Compressing your data
You should consider compressing your data to make maximum use of every byte in your payload.
Consider an application that needs to send 3 measurement readings, each reading is a decimal from 0 to 100, with 2 decimal places.
A typical CSV representation of this might look like this:
10.25,77.77,23.45
If transmitted as CSV, in text mode, that data would consume 17 bytes.
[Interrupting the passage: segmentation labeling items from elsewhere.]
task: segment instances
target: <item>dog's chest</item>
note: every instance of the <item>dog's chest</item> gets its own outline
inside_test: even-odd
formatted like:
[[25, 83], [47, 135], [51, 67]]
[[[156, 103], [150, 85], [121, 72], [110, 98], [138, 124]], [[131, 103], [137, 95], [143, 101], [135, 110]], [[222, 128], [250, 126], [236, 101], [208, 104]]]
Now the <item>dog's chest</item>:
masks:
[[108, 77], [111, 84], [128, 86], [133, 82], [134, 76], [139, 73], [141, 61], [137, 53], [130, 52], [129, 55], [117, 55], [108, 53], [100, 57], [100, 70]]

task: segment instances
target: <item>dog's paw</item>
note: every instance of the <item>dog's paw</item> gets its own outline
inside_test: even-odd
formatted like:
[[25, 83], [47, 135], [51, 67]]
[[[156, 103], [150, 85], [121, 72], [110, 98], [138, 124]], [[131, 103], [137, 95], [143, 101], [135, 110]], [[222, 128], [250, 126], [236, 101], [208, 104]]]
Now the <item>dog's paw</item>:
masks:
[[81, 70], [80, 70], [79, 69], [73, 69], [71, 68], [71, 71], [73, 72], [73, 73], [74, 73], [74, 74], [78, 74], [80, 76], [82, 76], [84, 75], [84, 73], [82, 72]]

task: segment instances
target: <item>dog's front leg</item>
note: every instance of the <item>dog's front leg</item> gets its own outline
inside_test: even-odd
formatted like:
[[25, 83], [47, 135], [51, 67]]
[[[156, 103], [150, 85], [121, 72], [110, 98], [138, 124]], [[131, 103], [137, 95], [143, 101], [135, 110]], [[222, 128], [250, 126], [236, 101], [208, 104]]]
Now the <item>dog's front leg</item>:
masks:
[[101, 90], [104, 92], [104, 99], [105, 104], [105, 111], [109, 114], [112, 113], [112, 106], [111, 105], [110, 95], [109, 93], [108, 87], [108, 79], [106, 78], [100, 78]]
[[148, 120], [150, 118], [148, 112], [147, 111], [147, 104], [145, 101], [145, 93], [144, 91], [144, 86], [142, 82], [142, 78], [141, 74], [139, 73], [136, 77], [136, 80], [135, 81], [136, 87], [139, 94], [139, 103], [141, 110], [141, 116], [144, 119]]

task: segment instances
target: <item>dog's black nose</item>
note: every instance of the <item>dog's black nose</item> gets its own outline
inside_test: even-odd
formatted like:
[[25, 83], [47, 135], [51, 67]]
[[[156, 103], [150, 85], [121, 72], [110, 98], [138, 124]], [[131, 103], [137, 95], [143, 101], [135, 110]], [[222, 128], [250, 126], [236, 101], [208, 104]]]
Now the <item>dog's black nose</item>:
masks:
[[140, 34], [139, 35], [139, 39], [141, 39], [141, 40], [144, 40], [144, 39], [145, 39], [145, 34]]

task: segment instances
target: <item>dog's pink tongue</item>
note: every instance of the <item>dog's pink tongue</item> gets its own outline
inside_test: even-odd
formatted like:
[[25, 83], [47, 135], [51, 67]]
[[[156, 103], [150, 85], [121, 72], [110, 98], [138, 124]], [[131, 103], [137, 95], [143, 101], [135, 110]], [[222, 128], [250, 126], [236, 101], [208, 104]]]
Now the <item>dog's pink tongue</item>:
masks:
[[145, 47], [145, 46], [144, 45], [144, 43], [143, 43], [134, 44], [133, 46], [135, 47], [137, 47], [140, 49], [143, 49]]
Consider the accuracy required
Do we really need 2 decimal places? This sounds obvious, but a really simple way to reduce the size of your data is to only transmit what you need. Let's consider that we can live with only 1 d.p:
10.3,77.8,23.5
That's reduced the payload to 14 bytes.
Binary mode
Now let's convert our measurements to integers by multiplying by 10:
103,778,235
(that's saved another 3 bytes, and we're still in text mode - and we could go further by removing the delimiters).
Each measurement now requires an integer range of 0-1000. 1000 in hex is 0x3e8, so we need a 10-bit field to store each measurement.
The table below shows how you could bit-pack these 10-bit fields into 8-bit bytes.
A | A | A | A | A | A | A | A |
A | A | B | B | B | B | B | B |
B | B | B | B | C | C | C | C |
C | C | C | C | C | C | - | - |
Using bitwise operators:
Measurement A = (byte[0] << 2) + (byte[1] >> 6)
Measurement B = ( (byte[1] & 0x3F) << 4 ) + ( byte[2] >> 4 )
Measurement C = ( (byte[2] & 0x0F) << 6 ) + ( byte[3] >> 2 )
The same data is now consuming less than 4 bytes!